Die konsequente Umsetzung der EU-Richtlinie 2018/0172 ist im Grunde der Kern des Antrags von SPD und CDU. Das Vorsorgeprinzip muss gelten. An allererster Stelle gilt als Wichtigstes die Müllvermeidung. Vorsorge in Form von abbaubaren Plastikprodukten oder von leichter recycelbaren Plastikprodukten ist erst der zweite Schritt. Das Wichtigste ist tatsächlich die Reduzierung des eingesetzten Verpackungsanfalls. Das befürworten wir sehr. Deshalb haben wir diesem Antrag in der geänderten Form zugestimmt.
Insgesamt muss die Ökobilanz ganzheitlich beachtet werden. Das ist auch völlig klar. Wir können nicht glauben, wir stellen ein gut recyclingfähiges - oder überhaupt recyclingfähiges - Plastikprodukt
her und haben dann hinterher doch einen größeren Aufwand zur Nachverarbeitung oder zur Beseitigung. Das muss vorrangig auch mit berücksichtigt werden.
Es gibt auf der Bundesebene bereits einen Gesetzentwurf zum Verbot von Plastiktüten. Der ist dort eingebracht worden. Insofern ist die Forderung nach einer Bundesratsinitiative in Punkt 3 eigentlich ein bisschen überflüssig. Aber, nehmen wir sie sicherheitshalber mit! Doppelt hält besser.
Allerdings umfasst der Entwurf des Bundesumweltministeriums nicht stabile Tragetaschen und die freien Verkaufstüten für Obst und Gemüse, die ja auch viel anfallen. Auch da wäre eigentlich noch eine Nachbesserung notwendig.
Dem Grünen-Antrag in der ursprünglichen Form konnten wir nicht zustimmen. Der GroKo-Antrag war umfassender.
Bei den Grenzwerten - das haben wir in der Anhörung gehört - für Mikroplastik im Trinkwasser und in den Lebensmitteln gibt es keine fundierten Grundlagen. Wir können da nicht schon wieder einen willkürlichen Grenzwert einsetzen. Denn es wurde festgestellt, dass im Grunde noch gar keine belastbaren Informationen oder Studien vorliegen, in welchem Maße ein Plastikkörper gängig ist und ein Problem ausmachen könnte.
Als Beispiel - das vielleicht als letztes - wurde dort ja auch genannt, dass eine einzige magensaftresistente Tablette, die man einnimmt, im Grunde schon der Mikroplastikmenge entspricht, die man sonst im ganzen Jahr mit dem normalen Trinkwasserkonsum aufnimmt. Darüber sollte man vielleicht auch einmal nachdenken, diese Mikroplastiken zu ersetzen.
Wir stimmen zu.
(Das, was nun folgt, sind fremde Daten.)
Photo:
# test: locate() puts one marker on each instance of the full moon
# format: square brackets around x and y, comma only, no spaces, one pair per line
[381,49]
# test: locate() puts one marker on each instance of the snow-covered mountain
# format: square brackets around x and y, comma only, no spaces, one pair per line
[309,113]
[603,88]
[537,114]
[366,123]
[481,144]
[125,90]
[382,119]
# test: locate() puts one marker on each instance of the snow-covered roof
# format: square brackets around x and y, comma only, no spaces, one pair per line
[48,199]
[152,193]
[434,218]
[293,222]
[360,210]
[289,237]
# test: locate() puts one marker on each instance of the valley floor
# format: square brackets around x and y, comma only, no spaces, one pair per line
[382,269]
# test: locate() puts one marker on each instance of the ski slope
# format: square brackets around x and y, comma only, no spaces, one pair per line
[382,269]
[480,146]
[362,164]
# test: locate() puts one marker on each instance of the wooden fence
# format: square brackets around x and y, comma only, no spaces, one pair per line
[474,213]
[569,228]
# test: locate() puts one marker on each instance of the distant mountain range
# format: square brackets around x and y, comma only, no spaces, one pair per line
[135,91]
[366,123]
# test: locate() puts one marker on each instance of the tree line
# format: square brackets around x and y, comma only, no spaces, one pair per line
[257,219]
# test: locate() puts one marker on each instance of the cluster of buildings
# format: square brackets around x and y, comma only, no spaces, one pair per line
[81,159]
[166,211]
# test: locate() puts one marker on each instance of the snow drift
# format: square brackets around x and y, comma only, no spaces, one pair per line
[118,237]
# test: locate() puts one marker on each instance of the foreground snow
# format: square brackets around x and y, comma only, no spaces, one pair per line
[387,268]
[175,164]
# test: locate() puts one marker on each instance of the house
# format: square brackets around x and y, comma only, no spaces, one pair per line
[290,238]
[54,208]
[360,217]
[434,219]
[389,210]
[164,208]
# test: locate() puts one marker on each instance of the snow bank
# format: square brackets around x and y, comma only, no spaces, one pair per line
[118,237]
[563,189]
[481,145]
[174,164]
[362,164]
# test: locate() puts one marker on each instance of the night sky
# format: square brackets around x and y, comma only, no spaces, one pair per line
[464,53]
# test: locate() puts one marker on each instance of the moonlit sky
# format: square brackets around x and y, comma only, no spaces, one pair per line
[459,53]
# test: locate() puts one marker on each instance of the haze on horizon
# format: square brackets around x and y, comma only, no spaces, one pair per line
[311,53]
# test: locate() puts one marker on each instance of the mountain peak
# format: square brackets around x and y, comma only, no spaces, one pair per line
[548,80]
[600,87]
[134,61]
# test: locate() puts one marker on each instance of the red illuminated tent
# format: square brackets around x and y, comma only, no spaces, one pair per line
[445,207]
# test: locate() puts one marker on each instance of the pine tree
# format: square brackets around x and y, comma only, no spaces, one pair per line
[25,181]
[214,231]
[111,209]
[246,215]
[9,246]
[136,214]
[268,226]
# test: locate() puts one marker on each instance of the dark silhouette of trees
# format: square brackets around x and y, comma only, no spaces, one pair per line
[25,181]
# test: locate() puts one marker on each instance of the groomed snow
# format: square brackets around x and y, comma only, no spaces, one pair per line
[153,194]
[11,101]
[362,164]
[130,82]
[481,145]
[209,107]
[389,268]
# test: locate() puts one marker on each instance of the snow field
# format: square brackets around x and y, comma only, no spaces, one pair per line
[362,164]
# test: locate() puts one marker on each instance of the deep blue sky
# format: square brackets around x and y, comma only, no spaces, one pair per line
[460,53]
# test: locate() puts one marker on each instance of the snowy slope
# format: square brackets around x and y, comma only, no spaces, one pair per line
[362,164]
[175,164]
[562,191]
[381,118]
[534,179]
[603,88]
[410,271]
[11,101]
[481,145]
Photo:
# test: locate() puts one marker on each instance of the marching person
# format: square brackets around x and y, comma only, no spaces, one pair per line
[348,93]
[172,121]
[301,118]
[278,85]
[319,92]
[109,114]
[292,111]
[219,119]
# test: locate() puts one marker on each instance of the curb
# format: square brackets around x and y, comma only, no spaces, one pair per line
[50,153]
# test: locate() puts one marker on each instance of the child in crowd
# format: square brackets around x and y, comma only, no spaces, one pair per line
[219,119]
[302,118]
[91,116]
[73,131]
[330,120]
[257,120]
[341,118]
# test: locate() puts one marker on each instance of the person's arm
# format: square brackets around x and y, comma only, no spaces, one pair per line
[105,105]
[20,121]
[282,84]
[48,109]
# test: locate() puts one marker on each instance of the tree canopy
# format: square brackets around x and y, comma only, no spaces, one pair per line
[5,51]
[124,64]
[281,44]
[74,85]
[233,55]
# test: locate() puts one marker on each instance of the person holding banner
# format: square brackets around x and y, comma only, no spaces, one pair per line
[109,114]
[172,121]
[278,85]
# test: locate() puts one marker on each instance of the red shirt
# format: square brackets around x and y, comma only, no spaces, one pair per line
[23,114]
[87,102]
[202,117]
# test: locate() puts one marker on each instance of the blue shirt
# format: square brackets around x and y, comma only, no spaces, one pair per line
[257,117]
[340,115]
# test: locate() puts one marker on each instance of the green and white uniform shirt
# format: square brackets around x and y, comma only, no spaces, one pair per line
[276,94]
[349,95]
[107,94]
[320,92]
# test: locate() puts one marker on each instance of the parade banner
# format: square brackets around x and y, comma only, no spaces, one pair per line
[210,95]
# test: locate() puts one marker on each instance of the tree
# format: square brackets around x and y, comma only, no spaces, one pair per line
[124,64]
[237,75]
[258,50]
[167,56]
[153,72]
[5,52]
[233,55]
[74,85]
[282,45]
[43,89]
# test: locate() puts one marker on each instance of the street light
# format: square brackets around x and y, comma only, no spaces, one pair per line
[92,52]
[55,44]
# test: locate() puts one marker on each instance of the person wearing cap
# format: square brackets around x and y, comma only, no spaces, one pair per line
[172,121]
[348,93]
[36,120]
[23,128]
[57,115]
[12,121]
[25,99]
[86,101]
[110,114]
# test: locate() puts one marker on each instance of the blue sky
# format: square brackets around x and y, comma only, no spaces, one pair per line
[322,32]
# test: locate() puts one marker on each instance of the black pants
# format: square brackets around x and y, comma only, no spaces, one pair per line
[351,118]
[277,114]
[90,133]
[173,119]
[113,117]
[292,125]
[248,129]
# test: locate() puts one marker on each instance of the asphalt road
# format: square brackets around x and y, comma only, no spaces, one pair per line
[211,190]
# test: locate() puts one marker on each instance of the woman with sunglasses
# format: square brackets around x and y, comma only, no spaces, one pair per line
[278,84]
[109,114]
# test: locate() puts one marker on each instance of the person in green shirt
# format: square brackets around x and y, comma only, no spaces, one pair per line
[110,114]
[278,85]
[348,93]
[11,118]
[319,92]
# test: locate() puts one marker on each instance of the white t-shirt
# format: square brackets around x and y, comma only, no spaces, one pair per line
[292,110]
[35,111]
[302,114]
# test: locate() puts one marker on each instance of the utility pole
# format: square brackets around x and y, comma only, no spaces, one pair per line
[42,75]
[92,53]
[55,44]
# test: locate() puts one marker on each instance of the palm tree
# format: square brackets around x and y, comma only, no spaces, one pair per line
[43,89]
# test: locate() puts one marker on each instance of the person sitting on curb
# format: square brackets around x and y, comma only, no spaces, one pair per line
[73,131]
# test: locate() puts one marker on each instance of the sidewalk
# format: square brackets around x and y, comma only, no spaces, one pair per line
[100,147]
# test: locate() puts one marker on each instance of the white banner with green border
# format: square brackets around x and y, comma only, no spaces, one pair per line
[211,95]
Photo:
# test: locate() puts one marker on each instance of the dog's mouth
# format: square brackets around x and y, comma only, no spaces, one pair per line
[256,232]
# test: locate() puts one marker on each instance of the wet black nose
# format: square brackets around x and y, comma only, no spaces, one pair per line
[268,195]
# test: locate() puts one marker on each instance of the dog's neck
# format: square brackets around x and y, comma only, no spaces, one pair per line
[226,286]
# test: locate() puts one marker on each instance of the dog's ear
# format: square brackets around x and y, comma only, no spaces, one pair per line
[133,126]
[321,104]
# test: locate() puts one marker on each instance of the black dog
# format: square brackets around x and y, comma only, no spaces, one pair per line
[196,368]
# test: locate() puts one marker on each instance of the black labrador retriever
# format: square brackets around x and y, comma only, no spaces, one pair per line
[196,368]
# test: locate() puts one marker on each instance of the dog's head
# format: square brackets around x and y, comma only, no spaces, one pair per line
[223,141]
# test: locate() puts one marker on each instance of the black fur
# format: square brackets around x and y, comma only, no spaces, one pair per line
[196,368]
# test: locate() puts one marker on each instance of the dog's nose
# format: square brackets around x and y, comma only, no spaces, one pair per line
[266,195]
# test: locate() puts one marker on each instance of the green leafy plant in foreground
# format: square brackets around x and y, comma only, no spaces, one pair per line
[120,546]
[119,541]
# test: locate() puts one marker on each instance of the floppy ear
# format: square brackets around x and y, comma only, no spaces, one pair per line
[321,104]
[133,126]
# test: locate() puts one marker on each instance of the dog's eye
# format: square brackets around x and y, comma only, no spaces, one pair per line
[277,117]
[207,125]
Das ist ein insgesamt undramatischer Vorstoß, aber in die richtige Richtung. Dafür sind wir sehr.
Frau Präsidentin! Meine sehr geehrten Damen und Herren! In der Geschichte der Menschheit gab es die Kreidezeit, die Steinzeit, die Eisenzeit und die
Bronzezeit. Wenn man in ferner Zukunft einmal unserer Zeit eine Überschrift geben wird, dann ist das für mich heute schon klar: Historiker werden diese Zeit „Plastikzeit“ nennen. Denn es gibt kaum weitere Stoffe, die sich so in unser Leben gedrängt haben wie die Kunststoffe oder umgangssprachlich „Plastik“.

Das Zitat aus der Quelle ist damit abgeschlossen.